The USCCR was founded in to fight Jim Crow laws which enforced racial segregation in the 1960s. But sexual orientation and gender identity are not civil rights issues. Homosexuality and transgenderism are sin issues. Nevertheless, the report made five alarming recommendations:
- Overly-broad religious exemptions unduly burden nondiscrimination laws and policies.
- The Religious Freedom Restoration Act protects only religious practitioners’ First Amendment free exercise rights, and it does not limit others’ freedom from government-imposed religious limitations under the Establishment Clause.
- Recognition of religious exemptions to nondiscrimination laws and policies should be made in such a way that religious beliefs and not conduct are protected.
- Federal legislation should be considered in order to clarify that RFRA creates rights only for individuals and religious institutions and only to the extent that they do not unduly burden civil liberties and civil rights protections against status-based discrimination.
- States with RFRA-style laws should amend those statutes to clarify that RFRA creates First Amendment Free Exercise Clause rights only for individual and religious institutions. States with laws modeled after RFRA must guarantee that those statutes do not unduly burden civil liberties with status-based discrimination.
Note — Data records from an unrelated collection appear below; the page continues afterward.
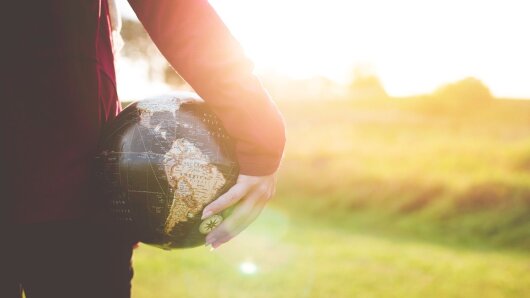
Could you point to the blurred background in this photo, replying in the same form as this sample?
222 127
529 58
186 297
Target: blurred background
407 167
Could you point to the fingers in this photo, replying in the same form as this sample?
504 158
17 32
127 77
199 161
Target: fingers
244 214
232 196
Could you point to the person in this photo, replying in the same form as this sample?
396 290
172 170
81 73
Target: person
58 89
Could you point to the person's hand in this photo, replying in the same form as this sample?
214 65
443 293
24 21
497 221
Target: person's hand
250 193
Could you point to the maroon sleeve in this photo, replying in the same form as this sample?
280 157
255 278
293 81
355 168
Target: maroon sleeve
198 45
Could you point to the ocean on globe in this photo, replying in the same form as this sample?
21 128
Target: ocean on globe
161 161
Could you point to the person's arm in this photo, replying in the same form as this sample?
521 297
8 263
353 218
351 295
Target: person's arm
201 49
115 26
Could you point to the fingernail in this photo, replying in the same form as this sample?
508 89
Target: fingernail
206 214
210 241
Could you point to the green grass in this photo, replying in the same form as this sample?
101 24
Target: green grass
395 198
304 257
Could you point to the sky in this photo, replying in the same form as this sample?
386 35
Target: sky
413 46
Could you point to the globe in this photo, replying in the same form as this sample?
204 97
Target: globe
161 161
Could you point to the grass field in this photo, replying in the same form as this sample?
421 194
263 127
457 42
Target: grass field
389 198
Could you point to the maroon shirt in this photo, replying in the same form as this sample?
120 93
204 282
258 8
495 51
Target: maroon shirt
58 90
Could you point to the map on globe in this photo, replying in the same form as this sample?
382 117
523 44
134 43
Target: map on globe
163 160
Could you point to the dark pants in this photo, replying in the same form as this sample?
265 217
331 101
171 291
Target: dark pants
64 259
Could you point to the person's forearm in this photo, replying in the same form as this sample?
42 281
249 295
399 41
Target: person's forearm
115 18
199 46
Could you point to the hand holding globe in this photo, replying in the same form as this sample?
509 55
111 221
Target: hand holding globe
250 195
170 175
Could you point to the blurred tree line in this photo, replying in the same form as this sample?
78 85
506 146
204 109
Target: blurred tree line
139 47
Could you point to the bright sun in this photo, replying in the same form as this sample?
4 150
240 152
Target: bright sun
414 46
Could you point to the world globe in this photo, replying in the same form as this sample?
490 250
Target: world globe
161 161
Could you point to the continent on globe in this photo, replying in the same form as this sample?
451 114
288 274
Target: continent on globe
193 180
162 160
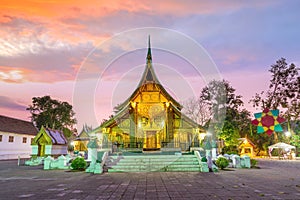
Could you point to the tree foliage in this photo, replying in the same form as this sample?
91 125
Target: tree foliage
224 106
52 113
197 110
283 91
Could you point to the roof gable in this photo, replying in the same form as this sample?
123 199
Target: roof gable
12 125
149 77
49 136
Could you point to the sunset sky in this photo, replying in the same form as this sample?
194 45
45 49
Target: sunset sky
49 47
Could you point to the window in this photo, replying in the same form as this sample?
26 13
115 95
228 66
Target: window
11 139
247 150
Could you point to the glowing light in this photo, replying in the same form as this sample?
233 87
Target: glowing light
287 134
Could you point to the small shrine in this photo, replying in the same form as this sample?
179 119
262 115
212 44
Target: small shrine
49 142
246 147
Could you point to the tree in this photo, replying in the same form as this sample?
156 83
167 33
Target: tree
52 113
284 90
197 110
283 93
219 106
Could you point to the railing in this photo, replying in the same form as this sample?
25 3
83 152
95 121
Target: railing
185 146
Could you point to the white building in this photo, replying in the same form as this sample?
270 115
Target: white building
15 138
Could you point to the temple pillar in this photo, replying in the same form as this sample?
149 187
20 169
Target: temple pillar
132 129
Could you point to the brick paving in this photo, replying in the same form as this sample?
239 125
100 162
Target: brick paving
274 180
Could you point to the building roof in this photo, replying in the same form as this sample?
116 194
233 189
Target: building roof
57 136
12 125
149 76
50 136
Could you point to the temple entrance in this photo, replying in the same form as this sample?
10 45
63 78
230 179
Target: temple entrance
151 141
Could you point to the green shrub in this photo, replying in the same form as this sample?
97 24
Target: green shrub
253 162
78 164
222 162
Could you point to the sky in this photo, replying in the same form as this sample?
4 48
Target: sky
92 53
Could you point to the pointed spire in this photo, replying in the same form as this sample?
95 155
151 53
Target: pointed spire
149 57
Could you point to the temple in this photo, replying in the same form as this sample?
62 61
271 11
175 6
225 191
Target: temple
151 119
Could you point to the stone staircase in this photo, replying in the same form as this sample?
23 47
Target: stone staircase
152 163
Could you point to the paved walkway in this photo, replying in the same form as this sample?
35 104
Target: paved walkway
274 180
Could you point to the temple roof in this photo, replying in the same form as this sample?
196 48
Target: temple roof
12 125
149 76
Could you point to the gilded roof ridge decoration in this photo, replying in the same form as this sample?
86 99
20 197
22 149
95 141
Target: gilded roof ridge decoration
149 76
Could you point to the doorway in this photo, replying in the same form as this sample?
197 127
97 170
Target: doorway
151 141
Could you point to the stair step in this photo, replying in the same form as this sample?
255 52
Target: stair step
155 163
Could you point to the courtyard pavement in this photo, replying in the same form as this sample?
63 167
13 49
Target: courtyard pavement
275 179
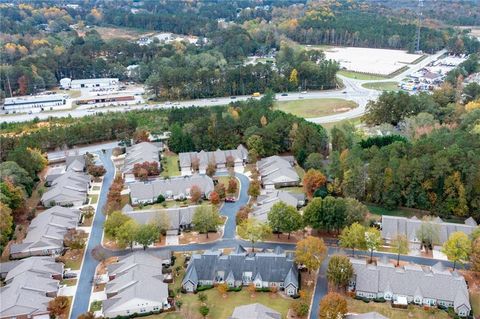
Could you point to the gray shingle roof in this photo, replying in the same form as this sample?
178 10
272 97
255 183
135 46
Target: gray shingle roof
392 225
46 231
431 282
139 153
255 311
219 157
277 169
137 277
44 266
272 267
180 186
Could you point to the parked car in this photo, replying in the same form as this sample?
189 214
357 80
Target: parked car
69 275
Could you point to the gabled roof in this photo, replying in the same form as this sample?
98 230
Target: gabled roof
46 231
393 225
43 266
138 279
270 266
411 280
276 169
179 186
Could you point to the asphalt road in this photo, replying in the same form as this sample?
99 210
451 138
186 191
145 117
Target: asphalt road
353 91
81 299
229 240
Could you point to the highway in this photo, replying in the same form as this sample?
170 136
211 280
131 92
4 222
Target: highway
353 91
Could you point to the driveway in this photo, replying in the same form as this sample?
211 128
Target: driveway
230 209
82 296
84 289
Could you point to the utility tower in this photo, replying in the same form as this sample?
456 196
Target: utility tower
419 24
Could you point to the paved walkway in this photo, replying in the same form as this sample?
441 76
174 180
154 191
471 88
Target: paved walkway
82 297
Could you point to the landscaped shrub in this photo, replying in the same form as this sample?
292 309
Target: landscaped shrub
204 287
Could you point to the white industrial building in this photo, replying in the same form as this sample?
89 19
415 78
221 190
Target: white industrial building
67 83
35 103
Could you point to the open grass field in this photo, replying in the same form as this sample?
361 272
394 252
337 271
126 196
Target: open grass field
123 33
315 107
382 86
361 76
170 165
414 312
475 302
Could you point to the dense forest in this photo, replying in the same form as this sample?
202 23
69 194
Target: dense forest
41 42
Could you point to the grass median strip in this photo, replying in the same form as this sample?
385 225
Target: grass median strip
309 108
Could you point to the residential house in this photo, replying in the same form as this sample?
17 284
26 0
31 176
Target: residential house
138 154
429 286
239 268
170 188
46 232
392 226
30 285
180 217
265 203
41 265
69 189
278 171
255 311
136 286
188 161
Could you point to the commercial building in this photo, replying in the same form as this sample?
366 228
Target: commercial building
239 268
429 286
67 83
35 103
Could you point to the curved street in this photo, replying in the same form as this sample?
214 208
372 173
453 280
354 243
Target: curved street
229 240
353 90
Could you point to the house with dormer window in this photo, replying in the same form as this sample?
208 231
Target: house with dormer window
264 269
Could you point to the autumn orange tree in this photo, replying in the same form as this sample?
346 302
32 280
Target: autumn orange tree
310 252
333 306
312 180
59 306
195 193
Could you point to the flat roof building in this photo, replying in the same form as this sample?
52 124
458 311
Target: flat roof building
67 83
35 103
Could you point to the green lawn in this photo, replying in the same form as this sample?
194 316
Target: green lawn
413 312
315 107
475 302
377 210
382 86
94 199
221 307
360 76
354 121
95 306
170 166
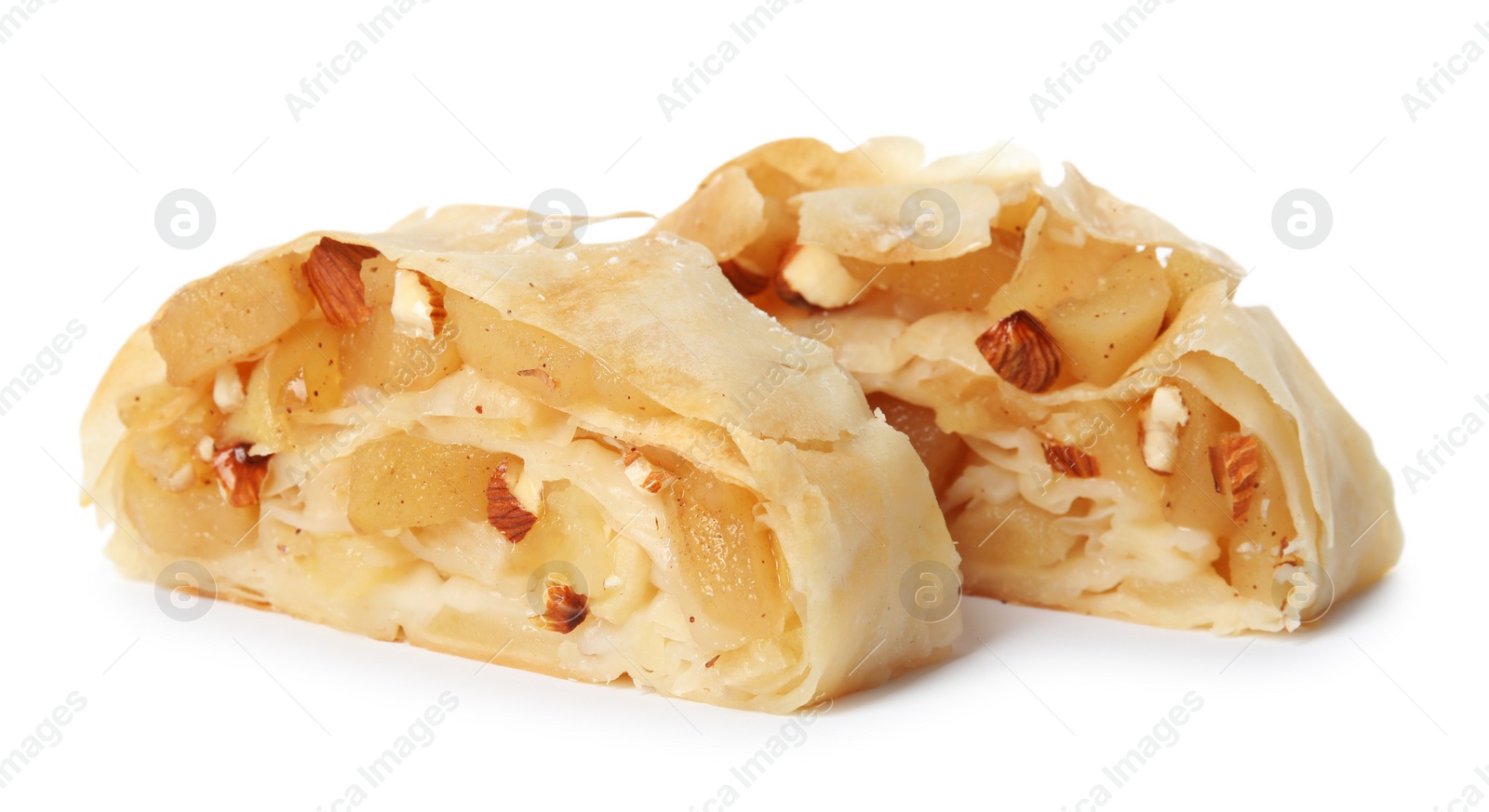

This report equates our support for religious liberty with hate. It is a huge threat to religious liberty. We have the right to believe, but not the right to act on those beliefs, especially when it comes to homosexuality and transgenderism. Senator Ben Sasse (R-NE) spoke on the Senate floor on Thursday of last week. He said the report had a “disturbingly low view of our First Freedoms.” Note the following observations from Senator Sasse:
- Our national identity is based upon our religious freedoms.
- Our Founders believed God created people with dignity and we have rights via nature.
No king, no Congress, no Commission gives us our rights. Government is not the author or source of our freedom. - We have rights because we’re people, created with dignity and government is our shared project to secure those rights. And so, “We the People” give the government authorities; the government doesn’t give us us rights.
- The Commission’s report is titled “Peaceful Coexistence.” But this profession of “Peaceful Coexistence” is meant to quietly euthanize “religious liberty” because Washington lawyers find it convenient to do so.
- It must never be used to chip away at our most fundamental freedom.
- It must never undermine the essence of what it means to be human.
The USCCR report undermines the constitutional guarantee of religious liberty. It claims to protect American ideals while subtly attacking them. Our ministry is against all forms of hate. However, right is right and wrong is wrong. We must not tolerate sin in our society. We must be allowed to say what God says about it. I must have the freedom to hire teachers and accept students who are not homosexuals or confused about their God-given identity. I am certain I can do this without hating people in spite of the report’s findings.